PTFI has pledged to develop a new smelter worth US$2.2 billion inside the Java Integrated Industrial and Ports Estate (JIIPE) in Gresik, East Java. The facility will have an annual input capacity of 2 million tons of copper concentrate and output capacity of 460,000 tons of copper cathode and 5,800 tons of anode slime, among other products.

Bambang Susigit, the Energy and Mineral Resources Ministry’s minerals business supervision director, said the development progress of PTFI’s new smelter in the past six months had reached 2.43 percent, slightly surpassing the original target of 2.34 percent.

“Today, we have discussed this matter and eventually agreed to give PTFI another export permit recommendation that will be valid until February 2019,” Bambang told The Jakarta Post on Thursday, just a day before PTFI’s old permit expired.

“However, the Trade Ministry is only able to process the export permit on working days. So, since Friday is a public holiday [Chinese New Year], the export permit might only be issued next Monday or Tuesday at the latest.”

The new recommendation allows PTFI to export 1.66 million wet metric tons (wmt) of copper concentrate within the next year, up nearly 50 percent from the previous quota of only 1.11 million wmt, of which 97.64 percent had been realized by the end of January.

Bambang said his side initially turned down PTFI’s proposal to get a new export permit recommendation, through which the company claimed its new smelter development progress had reached 15.6 percent.

PTFI came out with that figure because it took into account the $115 million in funds it had deposited as collateral to the government, as well as the land it would use in the JIIPE.

Nonetheless, Bambang said PTFI could not take into account the collateral funds that would eventually be returned to the company once the smelter development progress reached 35 percent.
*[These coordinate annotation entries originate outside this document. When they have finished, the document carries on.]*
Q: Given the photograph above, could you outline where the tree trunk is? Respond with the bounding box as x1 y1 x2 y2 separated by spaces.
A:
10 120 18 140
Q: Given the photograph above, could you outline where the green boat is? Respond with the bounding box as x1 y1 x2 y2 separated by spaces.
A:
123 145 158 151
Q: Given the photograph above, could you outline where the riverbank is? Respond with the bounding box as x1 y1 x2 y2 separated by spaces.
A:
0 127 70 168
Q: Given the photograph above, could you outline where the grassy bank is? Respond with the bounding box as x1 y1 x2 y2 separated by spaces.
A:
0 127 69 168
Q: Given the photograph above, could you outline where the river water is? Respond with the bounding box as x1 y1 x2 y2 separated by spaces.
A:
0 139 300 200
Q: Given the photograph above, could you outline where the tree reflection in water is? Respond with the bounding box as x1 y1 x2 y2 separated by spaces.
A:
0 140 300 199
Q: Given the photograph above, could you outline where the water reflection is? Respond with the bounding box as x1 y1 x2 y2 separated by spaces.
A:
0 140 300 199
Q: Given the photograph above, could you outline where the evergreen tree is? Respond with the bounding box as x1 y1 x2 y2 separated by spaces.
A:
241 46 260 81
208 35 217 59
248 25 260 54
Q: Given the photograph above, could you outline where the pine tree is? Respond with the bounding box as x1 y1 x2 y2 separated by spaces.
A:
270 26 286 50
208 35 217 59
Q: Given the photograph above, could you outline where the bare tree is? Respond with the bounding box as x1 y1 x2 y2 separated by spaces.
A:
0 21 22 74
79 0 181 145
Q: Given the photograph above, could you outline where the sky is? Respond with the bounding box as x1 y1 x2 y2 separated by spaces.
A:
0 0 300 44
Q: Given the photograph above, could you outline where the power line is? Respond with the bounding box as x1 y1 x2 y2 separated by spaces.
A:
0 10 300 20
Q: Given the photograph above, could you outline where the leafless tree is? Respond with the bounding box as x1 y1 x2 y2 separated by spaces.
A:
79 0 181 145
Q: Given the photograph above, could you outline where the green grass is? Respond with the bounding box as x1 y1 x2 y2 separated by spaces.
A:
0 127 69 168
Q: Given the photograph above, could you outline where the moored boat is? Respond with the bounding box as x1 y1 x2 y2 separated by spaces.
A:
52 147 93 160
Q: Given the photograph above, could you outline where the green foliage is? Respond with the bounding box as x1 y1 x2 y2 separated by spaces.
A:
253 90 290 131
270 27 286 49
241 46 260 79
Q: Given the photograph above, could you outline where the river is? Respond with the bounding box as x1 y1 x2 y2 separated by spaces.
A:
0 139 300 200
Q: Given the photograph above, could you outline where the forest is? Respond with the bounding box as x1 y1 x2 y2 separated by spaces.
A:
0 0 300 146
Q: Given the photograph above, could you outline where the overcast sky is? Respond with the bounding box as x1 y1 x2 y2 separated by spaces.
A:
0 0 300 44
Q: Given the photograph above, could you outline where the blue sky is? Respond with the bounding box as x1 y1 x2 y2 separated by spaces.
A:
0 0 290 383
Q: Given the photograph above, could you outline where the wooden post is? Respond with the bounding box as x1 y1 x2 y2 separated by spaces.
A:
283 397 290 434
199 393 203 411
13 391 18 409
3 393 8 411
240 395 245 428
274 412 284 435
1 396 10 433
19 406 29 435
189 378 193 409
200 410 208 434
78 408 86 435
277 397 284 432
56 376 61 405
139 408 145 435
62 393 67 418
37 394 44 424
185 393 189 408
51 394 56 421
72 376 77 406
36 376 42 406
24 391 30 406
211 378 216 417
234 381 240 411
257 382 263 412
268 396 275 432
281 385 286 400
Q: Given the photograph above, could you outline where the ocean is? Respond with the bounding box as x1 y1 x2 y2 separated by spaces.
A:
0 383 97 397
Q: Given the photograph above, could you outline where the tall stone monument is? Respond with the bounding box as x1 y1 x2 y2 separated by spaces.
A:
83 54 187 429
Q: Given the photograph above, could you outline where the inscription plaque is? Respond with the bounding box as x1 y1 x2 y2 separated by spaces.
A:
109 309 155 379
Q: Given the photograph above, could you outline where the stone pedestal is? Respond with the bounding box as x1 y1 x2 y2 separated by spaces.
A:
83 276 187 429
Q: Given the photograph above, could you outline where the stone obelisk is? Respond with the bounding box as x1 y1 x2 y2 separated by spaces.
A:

Moreover, he said the land used for the new facility was owned by PT Berkah Kawasan Manyar Sejahtera as the operator of JIIPE, not PTFI.

The Energy and Mineral Resources Ministry started its evaluation process after PTFI revised and resubmitted its proposal on Feb. 6.

PTFI aims to sell 1.2 billion pounds of copper and 2.4 million ounces of gold in 2018. Last year, the company was only able to sell 981 million pounds of copper, a decrease of 6.92 percent year-on-year, and 1.54 million ounces of gold, up 46.11 percent yoy.

The downward trend in PTFI’s copper sales was triggered by temporary disruptions in the company’s operations at the giant Grasberg mine in Papua during the first half of 2017, when its dispute with the government just started.

As part of the agreement to extend PTFI’s operating permit, the government has demanded that FCX increase Indonesian ownership in PTFI from the current 9.36 percent to 51 percent.

State-owned mining holding company PT Indonesia Asahan Aluminium (Inalum) has subsequently been tasked with leading a consortium of Indonesian investors that will acquire PTFI’s majority stake by June at the latest.

Therefore, Inalum president director Budi Gunadi Sadikin said late last year his side should also have a say in PTFI’s new smelter development.

Budi said he was still considering several options, including to develop the new smelter near the Grasberg mine in Papua or jointly construct such a facility with fellow gold and copper miner PT Amman Mineral Nusa Tenggara in Sumbawa, West Nusa Tenggara.

“One thing is for sure, we will also need to develop a precious metal refining facility to process the copper cathode into pure copper and the anode slime into gold or silver. The investment for this facility might only stand at US$100 million,” Budi said.